‘Goldilocks’ is the third album from Welsh alt-Americana group The Cosmic Array and one that certainly lives up to its title. At the risk of eliciting an exasperated sigh, this album is ‘just right’.
Having cultivated a unique folk niche for themselves on two previous albums, The Cosmic Array assert their songwriting prowess on ‘Goldilocks’ to produce a record that can easily be taken track-by-track or as a body of work in its entirety.
This album also served as a pleasant introduction to The Cosmic Array for MADCAP Global Music as we explore the world of Welsh music through our recent alliance with the Welsh Connections radio programme and SWND Magazine.
The opening instrumental ‘Animals’ starts curiously, as if from deep underwater, teasing screeching strings that blossom into a lush symphony of guitar and jazz-infused xylophone. It has a meandering, hopeful feel that sets the tone for the journey lying ahead on ‘Goldilocks’.
The album starts in earnest with ‘Empirical Delight’, immediately showcasing the harmonic interplay between vocalists Paul Battenbough and Sarah Passmore. It’s straight-down-the-line Americana complete with a chorus that will have you singing long after the record stops spinning.
Next stop is a dark and smoky cabaret club where strangers sit and ponder, ‘Is That All There Is’. It’s a deep draw from the well of contemplation that shuffles along with gypsy strings and honky-tonk piano leading the way. Haunting backup vocals round out the arrangement, giving a ghostly appeal.
Melancholy is word-of-the-day on ‘Forget The Messenger’. If the message is: ‘The Cosmic Array can break your heart’, message received. It’s the sort of song to play when you’re only just keeping it together while everything else around you is falling apart.
‘Pleasantville’ is a definite standout with its driving beat and lashings of modulated synth that play off against sunshine-soaked guitar. Yet there’s the distinct impression beneath the innocent façade of the songs lurks something dangerous, waiting to reveal itself.
Given that, it seems only logical the album takes a dark turn on ‘Dreamers’, giving The Cosmic Array a chance to show their skills for creating an instant pop-rock classic as easily as they craft contemplative ballads. ‘Dreamers’ is a perfect example of what sets The Cosmic Array apart as an alt-Americana band, leaning heavily on their alternative rock tendencies to maximum effect.
Then comes ‘Blah Blah Blah’, diving headlong back into warbling slide guitar that reminds us why The Cosmic Array should never be underestimated. Again, the vocal harmonies are sublime, and the song offers a dreamy, wistful soundscape in which it becomes easy to lose yourself.
‘Sing Me Your Love Song’ brings us back to upbeat, driving rhythms and a sing-along chorus in triumphant fashion with more of those pop-rock feels.

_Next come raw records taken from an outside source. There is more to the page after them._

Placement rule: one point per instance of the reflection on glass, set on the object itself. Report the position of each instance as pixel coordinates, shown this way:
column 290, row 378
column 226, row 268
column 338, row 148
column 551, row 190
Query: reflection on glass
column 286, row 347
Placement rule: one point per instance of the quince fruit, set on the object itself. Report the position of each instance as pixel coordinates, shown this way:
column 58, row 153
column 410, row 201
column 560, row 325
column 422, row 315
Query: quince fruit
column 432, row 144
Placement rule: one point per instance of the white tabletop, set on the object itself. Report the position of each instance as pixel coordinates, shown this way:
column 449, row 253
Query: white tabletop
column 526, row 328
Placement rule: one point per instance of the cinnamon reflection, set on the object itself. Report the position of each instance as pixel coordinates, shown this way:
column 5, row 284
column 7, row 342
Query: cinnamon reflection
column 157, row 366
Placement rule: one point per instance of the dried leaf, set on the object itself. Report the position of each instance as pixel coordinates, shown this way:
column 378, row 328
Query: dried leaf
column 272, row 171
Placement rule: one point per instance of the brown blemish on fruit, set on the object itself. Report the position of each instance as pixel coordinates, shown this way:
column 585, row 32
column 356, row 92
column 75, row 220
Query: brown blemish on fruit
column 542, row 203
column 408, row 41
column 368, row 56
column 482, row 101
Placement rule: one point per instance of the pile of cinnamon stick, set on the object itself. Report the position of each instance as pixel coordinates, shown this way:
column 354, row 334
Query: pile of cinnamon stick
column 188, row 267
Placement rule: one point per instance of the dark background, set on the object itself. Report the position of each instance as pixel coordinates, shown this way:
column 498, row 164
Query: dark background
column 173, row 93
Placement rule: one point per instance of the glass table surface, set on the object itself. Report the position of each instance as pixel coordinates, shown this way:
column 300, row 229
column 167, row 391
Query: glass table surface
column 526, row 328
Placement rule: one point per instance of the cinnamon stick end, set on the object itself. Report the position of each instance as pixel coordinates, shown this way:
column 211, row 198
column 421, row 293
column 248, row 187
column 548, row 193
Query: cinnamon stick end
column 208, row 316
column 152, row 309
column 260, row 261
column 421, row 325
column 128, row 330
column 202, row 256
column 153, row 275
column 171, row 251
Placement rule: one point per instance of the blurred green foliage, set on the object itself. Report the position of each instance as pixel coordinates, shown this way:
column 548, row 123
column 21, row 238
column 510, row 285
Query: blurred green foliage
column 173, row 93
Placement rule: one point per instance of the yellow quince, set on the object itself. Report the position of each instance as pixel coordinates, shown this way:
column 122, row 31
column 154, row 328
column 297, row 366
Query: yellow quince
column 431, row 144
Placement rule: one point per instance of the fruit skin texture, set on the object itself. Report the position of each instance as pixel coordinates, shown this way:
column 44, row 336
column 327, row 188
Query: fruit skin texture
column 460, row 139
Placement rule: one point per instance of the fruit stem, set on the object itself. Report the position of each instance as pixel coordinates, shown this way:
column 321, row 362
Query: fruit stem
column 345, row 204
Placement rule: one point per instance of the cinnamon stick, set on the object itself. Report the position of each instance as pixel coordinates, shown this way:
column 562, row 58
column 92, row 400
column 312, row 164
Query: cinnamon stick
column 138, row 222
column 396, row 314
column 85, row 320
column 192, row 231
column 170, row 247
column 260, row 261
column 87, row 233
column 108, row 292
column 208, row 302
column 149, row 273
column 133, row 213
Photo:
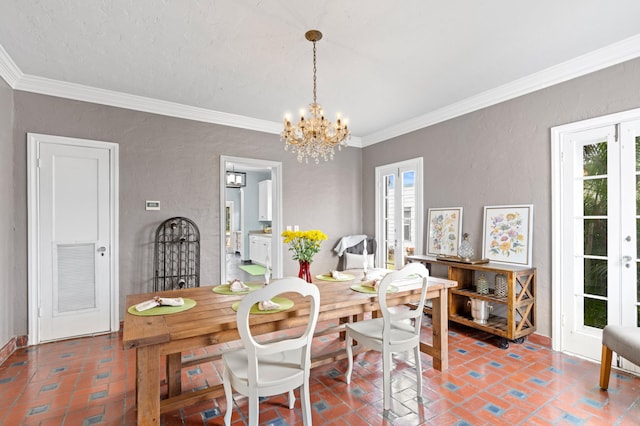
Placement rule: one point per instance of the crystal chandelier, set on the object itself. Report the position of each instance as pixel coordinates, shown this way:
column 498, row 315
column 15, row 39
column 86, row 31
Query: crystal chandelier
column 314, row 136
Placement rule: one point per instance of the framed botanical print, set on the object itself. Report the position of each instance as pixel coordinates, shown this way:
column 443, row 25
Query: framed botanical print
column 508, row 234
column 445, row 230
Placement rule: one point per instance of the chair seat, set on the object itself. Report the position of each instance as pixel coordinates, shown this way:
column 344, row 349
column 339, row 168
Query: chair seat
column 401, row 331
column 625, row 341
column 274, row 369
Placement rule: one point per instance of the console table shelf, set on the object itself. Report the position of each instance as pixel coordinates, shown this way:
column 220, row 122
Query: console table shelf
column 519, row 303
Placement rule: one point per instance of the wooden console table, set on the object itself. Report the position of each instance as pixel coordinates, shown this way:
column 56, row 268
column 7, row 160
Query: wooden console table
column 520, row 299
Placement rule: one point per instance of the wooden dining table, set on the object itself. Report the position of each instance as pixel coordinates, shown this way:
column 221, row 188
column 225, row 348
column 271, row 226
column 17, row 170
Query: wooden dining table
column 213, row 321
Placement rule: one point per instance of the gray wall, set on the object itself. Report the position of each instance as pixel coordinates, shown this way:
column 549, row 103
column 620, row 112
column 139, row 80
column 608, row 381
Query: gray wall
column 177, row 162
column 502, row 155
column 7, row 285
column 498, row 155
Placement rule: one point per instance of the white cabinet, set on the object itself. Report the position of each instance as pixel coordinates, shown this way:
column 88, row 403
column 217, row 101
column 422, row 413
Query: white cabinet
column 260, row 249
column 236, row 241
column 264, row 200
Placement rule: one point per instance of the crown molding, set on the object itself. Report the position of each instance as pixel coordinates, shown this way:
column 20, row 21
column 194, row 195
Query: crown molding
column 607, row 56
column 593, row 61
column 80, row 92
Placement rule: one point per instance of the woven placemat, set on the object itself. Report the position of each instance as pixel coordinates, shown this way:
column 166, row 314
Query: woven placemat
column 164, row 310
column 328, row 277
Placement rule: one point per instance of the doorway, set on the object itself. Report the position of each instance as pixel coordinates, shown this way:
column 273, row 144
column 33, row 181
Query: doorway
column 596, row 216
column 246, row 217
column 73, row 237
column 398, row 212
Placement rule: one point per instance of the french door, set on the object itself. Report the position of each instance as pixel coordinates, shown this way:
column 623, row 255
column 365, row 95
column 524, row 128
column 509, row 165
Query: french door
column 398, row 212
column 600, row 216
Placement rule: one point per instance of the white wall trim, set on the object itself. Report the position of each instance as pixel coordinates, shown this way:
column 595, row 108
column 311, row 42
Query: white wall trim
column 593, row 61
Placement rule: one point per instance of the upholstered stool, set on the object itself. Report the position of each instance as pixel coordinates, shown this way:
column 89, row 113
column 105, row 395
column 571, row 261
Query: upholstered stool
column 625, row 341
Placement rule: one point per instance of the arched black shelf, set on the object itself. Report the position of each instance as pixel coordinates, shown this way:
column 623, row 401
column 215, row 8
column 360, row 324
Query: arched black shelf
column 176, row 255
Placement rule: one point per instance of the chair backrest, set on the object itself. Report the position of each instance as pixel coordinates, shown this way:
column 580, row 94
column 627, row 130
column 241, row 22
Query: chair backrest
column 410, row 270
column 276, row 287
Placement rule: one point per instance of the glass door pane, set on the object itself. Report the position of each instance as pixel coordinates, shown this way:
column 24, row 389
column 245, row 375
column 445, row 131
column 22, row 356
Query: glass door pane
column 594, row 226
column 408, row 214
column 389, row 232
column 399, row 212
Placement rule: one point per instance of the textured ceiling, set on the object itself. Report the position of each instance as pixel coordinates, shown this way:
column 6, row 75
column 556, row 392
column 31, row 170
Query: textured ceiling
column 380, row 63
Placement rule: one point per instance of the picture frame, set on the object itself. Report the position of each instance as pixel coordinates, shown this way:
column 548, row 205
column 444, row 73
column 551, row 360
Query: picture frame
column 445, row 231
column 508, row 234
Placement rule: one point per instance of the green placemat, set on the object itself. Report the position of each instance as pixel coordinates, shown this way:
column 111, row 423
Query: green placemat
column 282, row 301
column 224, row 289
column 253, row 269
column 328, row 277
column 370, row 290
column 164, row 310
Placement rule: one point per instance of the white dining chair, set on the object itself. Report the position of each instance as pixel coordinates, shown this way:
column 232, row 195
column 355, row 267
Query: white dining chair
column 266, row 369
column 396, row 331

Just as you’re settling into the vibe of the album, ‘There In A Heartbeat’ pops its head into the tracklist with Lou Reed-style spoken vocals and chunky wah that on any other Americana record would stick out like a sore thumb. But, The Cosmic Array manage the instrumentation with characteristic style and finesse.
Sarah Passmore takes the lead on ‘Creatures’, a swift return to dusty Americana that pairs perfectly with the quietly thoughtful ‘Are You Ready For Me’ before penultimate track ‘We Just Want To Let You Know’ administers one last shot of rock riding along on soulful organ.
The album bookends on ‘Always’, rounding out ‘Goldilocks’ on a dreamy note and leaving the listener with a sense of fulfilment.
‘Goldilocks’ warrants multiple listens to fully appreciate the concept behind the album, but the songs aren’t tied strictly to the overarching narrative and able to be taken piecemeal. This was a profound listening experience and a truly enjoyable introduction to The Cosmic Array, who will soon be taking pride-of-place in various playlists and best-of lists. For long-time fans of the band, may it be another proud chapter in the continuing saga of The Cosmic Array.